5. Pendekatan Konstruktivis Sosial
Teori konstruktivisme adalah salah
satu dari banyak teori belajar
yang telah didesain dalam pelaksanaan pembelajaran matematika. Seperti halnya
behaviorisme
dan kognitivisme, konstruktivisme dapat diterapkan dalam berbagai aktivitas
belajar baik pada ilmu-ilmu sosial maupun ilmu eksakta. Dalam matematika,
konstruktivisme telah banyak diteliti, diterapkan, dan diuji coba pada
situasi ruangan kelas yang berbeda-beda. Dari berbagai percobaan itu
telah banyak menghasilkan berbagai pandangan yang ikut mempengaruhi
perkembangan, modifikasi, dan inovasi pembelajaran. Lahirnya berbagai
pendekatan seperti pembelajaran kooperatif, sosio-kultur, pembelajaran
kontekstual, dan lain-lain merupakan hasil inovasi dan modifikasi dari teori
pembelajaran.
Belajar menurut konstruktivisme
adalah suatu proses
mengasimilasikan dan mengkaitkan pengalaman atau pelajaran yang dipelajari
dengan pengertian yang sudah dimilikinya, sehingga pengetahuannya
dapat dikembangkan.
Teori Konstruktivisme
didefinisikan sebagai pembelajaran
yang bersifat generatif, yaitu tindakan mencipta sesuatu makna dari apa
yang dipelajari. Beda dengan aliran behavioristik yang memahami hakikat
belajar sebagai kegiatan yang bersifat mekanistik antara stimulus respon,
kontruktivisme
lebih memahami belajar sebagai kegiatan manusia membangun atau menciptakan
pengetahuan
dengan memberi makna pada pengetahuannya sesuai dengan pengalamanya.
Konstruktivisme
sebenarnya bukan merupakan gagasan yang baru, apa yang dilalui dalam
kehidupan
kita selama ini merupakan himpunan dan pembinaan
pengalaman demi pengalaman. Ini menyebabkan seseorang mempunyai pengetahuan
dan menjadi
lebih dinamis.
Menurut teori ini, satu prinsip
yang mendasar adalah guru tidak
hanya memberikan pengetahuan kepada siswa, namun siswa juga harus
berperan aktif membangun sendiri pengetahuan di dalam memorinya. Dalam
hal ini, guru dapat memberikan kemudahan untuk proses ini, dengan memberi
kesempatan
kepada siswa untuk menemukan atau menerapkan ide – ide mereka sendiri, dan
mengajar siswa menjadi sadar dan secara sadar menggunakan strategi mereka
sendiri untuk belajar. Guru dapat memberikan siswa anak tangga yang membawa
siswa ke tingkat pemahaman yang lebih tinggi dengan catatan siswa
sendiri yang mereka tulis dengan bahasa dan kata – kata mereka sendiri.

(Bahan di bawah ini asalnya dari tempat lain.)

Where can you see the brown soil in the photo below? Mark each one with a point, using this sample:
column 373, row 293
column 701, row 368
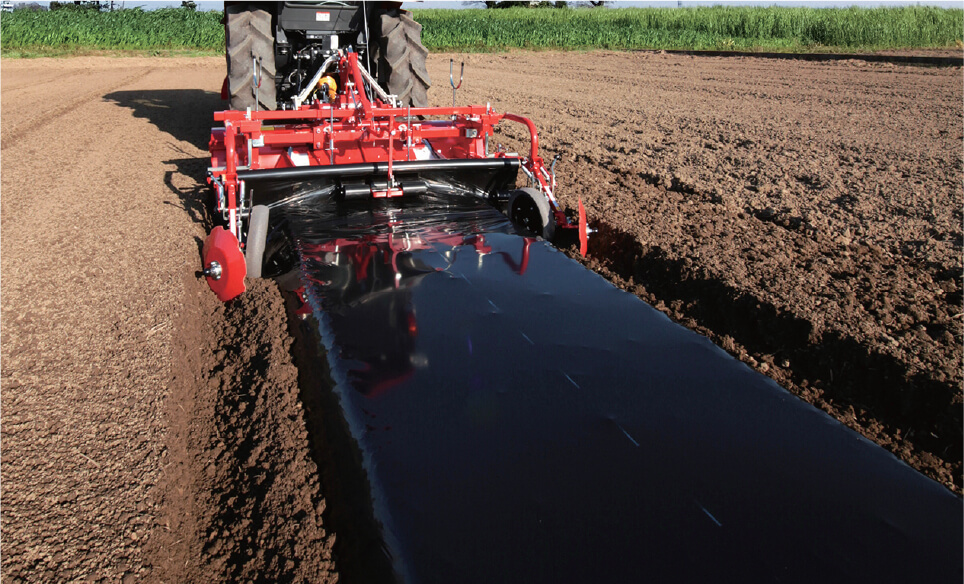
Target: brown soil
column 149, row 432
column 806, row 216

Dari uraian tersebut dapat
dikatakan, bahwa makna belajar menurut
konstruktivisme adalah aktivitas yang aktif, dimana pesrta didik
membina sendiri pengtahuannya, mencari arti dari apa yang mereka pelajari
dan merupakan proses menyelesaikan konsep dan idea-idea baru
dengan kerangka berfikir yang telah ada dan dimilikinya (Shymansky,1992).
Teori Konstruktivisme didefinisikan sebagai pembelajaran yang bersifat generatif, yaitu tindakan
mencipta sesuatu makna dari apa yang dipelajari. Beda dengan teori
behavioristik yang memahami hakikat belajar sebagai kegiatan yang bersifat
mekanistik antara stimulus dan respon, sedangkan teori kontruktivisme lebih
memahami
belajar sebagai kegiatan manusia membangun atau menciptakan pengetahuan
dengan memberi makna pada pengetahuannya sesuai dengan
pengalamannya. Pengetahuan tidak bisa ditransfer dari guru kepada orang lain,
karena setiap orang mempunyai skema sendiri tentang apa yang
diketahuinya. Pembentukan pengetahuan merupakan proses kognitif dimana terjadi
proses asimilasi dan akomodasi untuk mencapai suatu keseimbangan
sehingga terbentuk suatu skema yang baru.
Teori konstruktivisme juga
mempunyai pemahaman tentang
belajar yang lebih menekankan pada proses daripada hasil.
Hasil belajar sebagai tujuan dinilai penting, tetapi proses yang melibatkan cara
dan strategi dalam belajar juga dinilai penting. Dalam proses belajar,
hasil belajar, cara belajar, dan strategi belajar akan mempengaruhi
perkembangan tata pikir dan skema berpikir seseorang. Sebagai upaya memperoleh
pemahaman atau pengetahuan, siswa ”mengkonstruksi” atau membangun
pemahamannya
terhadap fenomena yang ditemui dengan menggunakan pengalaman, struktur
kognitif,
dan keyakinan yang dimiliki. Dengan demikian, belajar menurut teori
konstruktivisme
bukanlah sekadar menghafal, akan tetapi proses mengkonstruksi pengetahuan melalui
pengalaman.
Pengetahuan bukanlah hasil ”pemberian” dari orang lain seperti guru,
akan tetapi hasil dari proses mengkonstruksi yang dilakukan setiap
individu. Pengetahuan hasil dari ”pemberian” tidak akan bermakna. Adapun
pengetahuan
yang diperoleh melalui proses mengkonstruksi pengetahuan itu oleh setiap
individu akan memberikan makna mendalam atau lebih dikuasai dan
lebih lama tersimpan/diingat dalam setiap individu.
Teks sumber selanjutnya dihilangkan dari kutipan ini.